Accelerated Evaluation of Ollivier-Ricci Curvature Lower Bounds: Bridging Theory and Computation
Wonwoo Kang, Heehyun Park
TL;DR
This work addresses the computational bottleneck of estimating Ollivier-Ricci curvature (ORC) by deriving a generalized, laziness-aware lower bound that applies to spaces with integer-valued metrics and discrete random walks. It then delivers a linear-time algorithm to bound the Wasserstein distance $W_1$ between local measures, enabling scalable ORC computation, and extends the framework to hypergraphs via aggregation functions (AGG$_A$, AGG$_B$, AGG$_M$). Through theoretical development and empirical validation on synthetic and real-world datasets, the method achieves substantial speedups over traditional Sinkhorn-based approaches while preserving the informative structure of curvature for tasks like community detection. The approach broadens applicability to large networks and complex hypergraph structures, providing a practical tool for curvature-based network analysis.
Abstract
Curvature serves as a potent and descriptive invariant, with its efficacy validated both theoretically and practically within graph theory. We employ a definition of generalized Ricci curvature proposed by Ollivier, which Lin and Yau later adapted to graph theory, known as Ollivier-Ricci curvature (ORC).
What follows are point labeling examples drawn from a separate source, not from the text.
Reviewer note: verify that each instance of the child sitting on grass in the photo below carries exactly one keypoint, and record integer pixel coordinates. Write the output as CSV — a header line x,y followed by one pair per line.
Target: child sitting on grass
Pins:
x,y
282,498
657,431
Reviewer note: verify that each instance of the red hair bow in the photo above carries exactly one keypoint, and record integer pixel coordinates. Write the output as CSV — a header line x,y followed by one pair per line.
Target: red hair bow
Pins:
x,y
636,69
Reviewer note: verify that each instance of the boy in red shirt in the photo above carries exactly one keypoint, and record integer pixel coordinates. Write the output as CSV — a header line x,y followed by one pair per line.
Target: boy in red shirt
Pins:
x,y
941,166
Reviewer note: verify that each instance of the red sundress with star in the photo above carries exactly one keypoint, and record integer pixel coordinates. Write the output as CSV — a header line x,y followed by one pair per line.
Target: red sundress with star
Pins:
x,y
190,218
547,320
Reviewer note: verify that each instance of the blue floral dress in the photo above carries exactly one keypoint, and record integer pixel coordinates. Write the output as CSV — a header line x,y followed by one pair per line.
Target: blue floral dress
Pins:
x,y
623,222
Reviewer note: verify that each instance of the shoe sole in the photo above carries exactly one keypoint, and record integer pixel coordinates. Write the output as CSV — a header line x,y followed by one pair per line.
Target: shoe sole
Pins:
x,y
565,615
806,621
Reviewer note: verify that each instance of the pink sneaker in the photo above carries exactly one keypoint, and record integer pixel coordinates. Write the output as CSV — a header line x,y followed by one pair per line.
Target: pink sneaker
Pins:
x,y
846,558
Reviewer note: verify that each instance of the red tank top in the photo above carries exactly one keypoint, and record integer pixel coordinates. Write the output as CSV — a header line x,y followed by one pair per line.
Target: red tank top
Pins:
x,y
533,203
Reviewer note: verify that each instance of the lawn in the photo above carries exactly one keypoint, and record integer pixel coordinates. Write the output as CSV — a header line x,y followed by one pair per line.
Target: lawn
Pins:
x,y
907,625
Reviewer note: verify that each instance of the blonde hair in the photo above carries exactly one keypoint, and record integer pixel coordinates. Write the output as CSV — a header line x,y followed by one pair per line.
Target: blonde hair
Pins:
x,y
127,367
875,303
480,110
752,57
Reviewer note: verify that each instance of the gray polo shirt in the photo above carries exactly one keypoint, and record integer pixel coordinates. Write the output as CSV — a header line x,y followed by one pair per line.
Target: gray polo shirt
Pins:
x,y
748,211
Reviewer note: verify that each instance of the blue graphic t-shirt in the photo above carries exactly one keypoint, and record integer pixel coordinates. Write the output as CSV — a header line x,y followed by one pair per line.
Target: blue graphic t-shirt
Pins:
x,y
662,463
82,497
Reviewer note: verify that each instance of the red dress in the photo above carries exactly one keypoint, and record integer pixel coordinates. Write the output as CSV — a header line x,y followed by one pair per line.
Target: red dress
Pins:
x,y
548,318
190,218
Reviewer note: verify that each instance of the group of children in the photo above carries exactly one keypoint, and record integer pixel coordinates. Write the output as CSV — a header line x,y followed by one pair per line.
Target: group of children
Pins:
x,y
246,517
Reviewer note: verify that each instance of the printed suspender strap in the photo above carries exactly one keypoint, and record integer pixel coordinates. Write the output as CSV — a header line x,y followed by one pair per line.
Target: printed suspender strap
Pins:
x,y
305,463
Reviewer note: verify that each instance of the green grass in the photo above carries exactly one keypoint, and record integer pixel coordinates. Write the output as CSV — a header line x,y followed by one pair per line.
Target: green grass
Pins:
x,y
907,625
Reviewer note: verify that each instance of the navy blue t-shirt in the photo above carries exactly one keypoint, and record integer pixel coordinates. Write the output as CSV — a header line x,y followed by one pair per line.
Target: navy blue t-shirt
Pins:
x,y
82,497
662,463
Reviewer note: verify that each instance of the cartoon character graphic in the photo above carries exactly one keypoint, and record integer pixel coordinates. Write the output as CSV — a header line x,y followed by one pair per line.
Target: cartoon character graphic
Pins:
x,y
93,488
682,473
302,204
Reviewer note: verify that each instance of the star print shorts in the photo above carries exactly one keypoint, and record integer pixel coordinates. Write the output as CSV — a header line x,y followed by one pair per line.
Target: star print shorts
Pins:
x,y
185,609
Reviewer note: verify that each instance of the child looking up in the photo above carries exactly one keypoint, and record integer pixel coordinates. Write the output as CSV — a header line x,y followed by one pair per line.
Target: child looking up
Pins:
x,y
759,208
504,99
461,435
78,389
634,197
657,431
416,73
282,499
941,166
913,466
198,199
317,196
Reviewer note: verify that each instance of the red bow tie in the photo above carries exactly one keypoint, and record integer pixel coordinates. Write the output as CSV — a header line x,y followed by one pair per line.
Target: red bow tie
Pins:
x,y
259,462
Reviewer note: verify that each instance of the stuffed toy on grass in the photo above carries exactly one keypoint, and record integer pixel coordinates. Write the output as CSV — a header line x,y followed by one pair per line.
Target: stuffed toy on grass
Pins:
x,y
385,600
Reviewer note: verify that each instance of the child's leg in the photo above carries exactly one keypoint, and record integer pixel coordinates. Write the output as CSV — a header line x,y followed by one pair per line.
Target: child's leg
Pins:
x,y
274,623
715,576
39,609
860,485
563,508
ORC measures curvature using the Wasserstein distance, thereby integrating geometric concepts with probability theory and optimal transport. Jost and Liu previously discussed the lower bound of ORC by showing the upper bound of the Wasserstein distance. We extend the applicability of these bounds to discrete spaces with metrics on integers, specifically hypergraphs. Compared to prior work on ORC in hypergraphs by Coupette, Dalleiger, and Rieck, which faced computational challenges, our method introduces a simplified approach with linear computational complexity, making it particularly suitable for analyzing large-scale networks. Through extensive simulations and application to synthetic and real-world datasets, we demonstrate the significant improvements our method offers in evaluating ORC.